Aunque los efectos se acumulan a cuentagotas, catástrofes como el reciente paso de dos huracanes de
máxima intensidad son un duro recordatorio de lo poco que se está haciendo para ganar la batalla.
Los principales medios de comunicación internacionales abordan con detalle la devastación causada por los huracanes Irma y María en el Caribe, donde más de un centenar de personas fallecieron, cientos de miles perdieron sus casas y la infraestructura básica de varios países quedó destruida.
Sin embargo, poco se habla sobre qué hace a los ciclones tropicales cada vez más destructivos y, mucho menos, sobre el subdesarrollo que encuentran a su paso en una región vulnerable a los desastres naturales.
Las pequeñas naciones insulares apenas cuentan con industrias contaminantes, emiten una fracción de los gases de efecto invernadero y su huella ecológica es de las más bajas del mundo.

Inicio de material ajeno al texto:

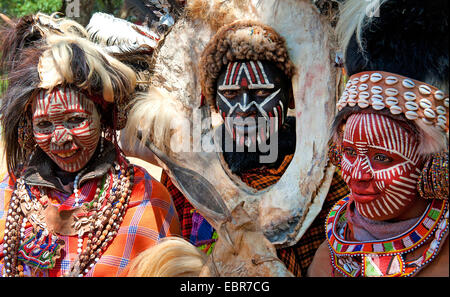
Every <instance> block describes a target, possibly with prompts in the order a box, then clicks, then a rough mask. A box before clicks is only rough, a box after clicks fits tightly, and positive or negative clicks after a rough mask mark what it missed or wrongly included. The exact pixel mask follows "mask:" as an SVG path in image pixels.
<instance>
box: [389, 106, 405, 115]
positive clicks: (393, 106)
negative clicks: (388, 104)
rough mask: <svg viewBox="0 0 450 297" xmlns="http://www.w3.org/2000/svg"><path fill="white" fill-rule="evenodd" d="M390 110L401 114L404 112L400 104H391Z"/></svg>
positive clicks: (389, 109)
mask: <svg viewBox="0 0 450 297" xmlns="http://www.w3.org/2000/svg"><path fill="white" fill-rule="evenodd" d="M389 110H390V111H391V113H392V114H401V113H402V108H401V107H400V106H398V105H394V106H391V108H389Z"/></svg>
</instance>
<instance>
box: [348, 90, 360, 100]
mask: <svg viewBox="0 0 450 297" xmlns="http://www.w3.org/2000/svg"><path fill="white" fill-rule="evenodd" d="M357 96H358V92H356V91H350V92H349V94H348V98H349V99H355V98H356V97H357Z"/></svg>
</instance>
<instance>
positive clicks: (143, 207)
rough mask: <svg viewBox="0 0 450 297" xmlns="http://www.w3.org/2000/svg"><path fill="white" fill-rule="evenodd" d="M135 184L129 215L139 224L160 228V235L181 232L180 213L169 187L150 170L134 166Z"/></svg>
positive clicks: (138, 166) (154, 228)
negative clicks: (179, 221) (164, 184)
mask: <svg viewBox="0 0 450 297" xmlns="http://www.w3.org/2000/svg"><path fill="white" fill-rule="evenodd" d="M134 170H135V171H134V184H133V188H132V191H131V197H130V202H129V204H128V210H127V217H128V218H130V224H131V223H132V222H137V221H139V225H141V226H147V227H148V228H153V229H155V230H159V232H160V233H161V234H160V237H164V235H168V234H180V230H179V222H178V215H177V212H176V209H175V206H174V204H173V201H172V199H171V198H170V195H169V192H168V191H167V189H166V188H165V187H164V186H163V185H162V184H161V183H160V182H159V181H157V180H156V179H155V178H153V177H152V176H151V175H150V174H148V172H147V171H146V170H145V169H144V168H142V167H139V166H134Z"/></svg>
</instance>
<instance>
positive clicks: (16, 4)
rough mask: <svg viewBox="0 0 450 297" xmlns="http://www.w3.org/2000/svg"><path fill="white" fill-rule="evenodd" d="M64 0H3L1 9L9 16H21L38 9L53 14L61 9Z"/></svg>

Sin embargo, la subida del nivel del mar amenaza a la mayoría de sus pobladores, que viven cerca de las playas paradisiacas donde vacacionan millones de turistas.
Al mismo tiempo, el aumento de casi dos grados en la temperatura del agua entre los trópicos de Cáncer y Capricornio –causado por la actividad humana, según coinciden los científicos– es combustible para las tormentas que asolan entre junio y noviembre.
«Nosotros como país, como región, no empezamos esta guerra en contra de la naturaleza, no la provocamos. La guerra vino a nosotros», aseguró recientemente en las Naciones Unidas Roosevelt Skerrit, primer ministro de Dominica.
En un emotivo discurso ante la Asamblea General, pocos días después de que María arrasara su país con vientos de más de 250 kilómetros por hora, Skerrit llamó a las grandes potencias a tomar cartas en el asunto.
«Mientras los países grandes hablan, las pequeñas islas sufren», dijo. «Necesitamos acción y la necesitamos ya».
Pero las noticias que llegan del norte son desalentadoras. El presidente del país que más ha contaminado en la historia, Estados Unidos, decidió abandonar el Acuerdo de París, el principal instrumento internacional para tratar de contener el aumento de la temperatura global en las próximas décadas.
En esa misma Asamblea General, el mandatario norteamericano se vanaglorió de los 700 000 millones de dólares que destina su país a la guerra cada año. Con una fracción de ese dinero, se podrían reconstruir los puentes y carreteras dañados por Irma y María; erigir escuelas y hospitales capaces de resistir la fuerza de los vientos categoría 5; diseñar hogares resistentes a las amenazas y crear un fondo para las naciones afectadas.
Los países industrializados no solo son responsables de asumir los costos del cambio climático que provocaron, sino que tienen una deuda histórica por la esclavitud, el neocolonialismo y el imperialismo, que han dejado secuelas no menos visibles a escala global.
Las islas comienzan a sacudirse los despojos de las tormentas. Combinan el espíritu de los indios caribe, que mantuvieron a raya a los conquistadores europeos por varios siglos, con el coraje de los negros africanos, cuya cultura e identidad resistieron siglos de opresión.
No es la primera vez que lo hacen y, si la humanidad no asume su responsabilidad con el planeta, tampoco será la última.